Thursday, January 30, 2014

Book Review - "The Storyteller"

It's no surprise that I love to read.
 Magazines and blogs, but mostly books. 
I not only love the escape, but I need it! 
Something about being transported into someone else's story, into their world, into their life...is alluring. And before I know it, I am so submerged that I cannot get out until the last page has been read. 

There are certain stories, certain books, and certain authors with which I become more enthralled than others. Most recently, would be a novel by my favorite author, Jodi Picoult. The name of the book: The Storyteller.



I did not fully realize what it was about until I was already invested in the story. And by that point, I couldn't turn back! This is a story about morality, forgiveness, justice, religious beliefs and family history. It is about Nazi Germany and the Holocaust. It is about survivors and victims, soldiers and prisoners. It is about a story within the story, that completely parallels to the one being told.

Reading this novel, I learned a lot about that time that I am embarrassed to admit that I did not know. I did not realize how ignorant I was (am) to the subject. To that part of our world's history. I knew that what those poor people went through was horrific, but I honestly did not know to what extent those horrors reached.

This is one of the most emotionally charged, powerful, and exhausting books that I have read in a very long time. In other words, it truly moved me.
And it educated me.
It made me think...about morality and the true meaning of forgiveness.

I highly suggest you read this novel.
Especially if you are looking for something that you can dive into emotionally.

Jodi Picoult truly is an amazing author, and does research behind every topic she writes. That is how you know it's gonna be good! The fact that there is some truth to what she writes. Truth behind the fiction. Or more like: she writes the fiction around the truth...does that make sense?!

Overall, this book will intrigue you.
If not for the story, then for the history.
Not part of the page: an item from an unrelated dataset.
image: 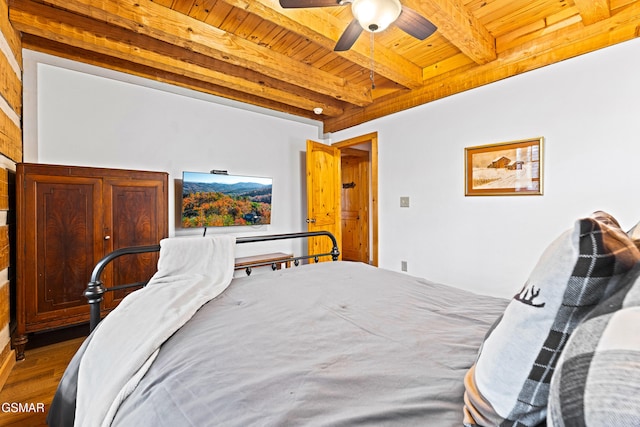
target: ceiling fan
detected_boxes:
[280,0,436,52]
What books have you read recently that you couldn't put down?!


Friday, January 17, 2014

One of the Good Guys

Most women you hear are complaining or whining about their husbands. 
How they are never around, don't spend enough time with their families, how they are selfish and uncaring. But let me set the record straight: not every man is this way!
 
And how do I know? Because I am married to one of the Good Guys. 
One of the honorable ones. One of the men with good intentions and realistic goals.
One of those men who actually cares about his family and holds us above everything else. 
One of the guys who works harder than anyone I have ever met. Ever. 
 One of those men who makes decisions as a family, rather than on his own.
One of those guys who puts himself on the back burner so that his children can have what they need. 

My husband has been working so hard to reach his goals to become a professional firefighter - his passion - and has just accomplished one of the major steps towards the right direction! He found out this morning that he passed the National EMT exam!!
All those months of grueling classes, work, and drills all paid off! 
 

Moments like these, I am reminded why I love him so much!
I am so proud, and so happy that he is succeeding and getting closer to making his dreams a reality! His accomplishments truly effect our family as a whole. 
Rather than individuals, we are a Team. A unit. 
His successes are mine, and mine become his. 
I am continuously Thankful for having him in my life, and for the fact that I did not have to kiss too many frogs to find my Prince!

Congratulations Babe, I love you! 
I knew you could do it!

Tuesday, January 14, 2014

Em 7.0

Seven years ago today, our lives changed forever. 
In the best {and hardest} way possible: we became Parents.

Our biggest little, Emma turned seven years old at 12:08am this morning!
I cannot believe how incredibly FAST the years have flown by!
Before she was born, people would tell me that time would go by fast, and to cherish every moment because they are so fleeting. And oh yes, how they have been!
 
Just born
 
Sitting here thinking, I can remember every moment:
When I found out I was pregnant, the first time we saw her on an ultrasound, when we found out she was a girl, the moment she was born. 
I remember rocking her to sleep, singing her lullabies, and those first late nights that we never thought we would make it through. But we did! 
I remember how hard it was to go back to work and leave her behind, and I remember my first Mother's Day and how precious it was to me. 
I remember her first steps and her first words.
I remember her first birthday, and every birthday since. 
I remember when she started preschool.
I remember when she graduated Pre-K, and started Kindergarten. 
I remember the magic in her eyes when we took her to Disneyland.
And I remember when she became a Big Sister. 

One month old

First birthday
2 years old
First day of preschool - 3 years old
Pre-K - 4 years old
Kindergarten - 5 years
1st grade - 6 years
I remember every. single. moment. 
The good, the bad, the ugly, and the beautiful!
And let me tell you, she really is Beautiful. Inside and out. 
I know that I am biased, but it is undeniable. 
While she may have her moments, as does every child, the good far outweighs the bad.
 
I can only imagine how much of a mess I will be when she reaches all her older milestones, if I am this gushy about her turning seven!
 
 
This is my HAPPY BIRTHDAY to my forever-baby girl! 
Mommy & Daddy love you to the Moon and Back, Forever & Ever!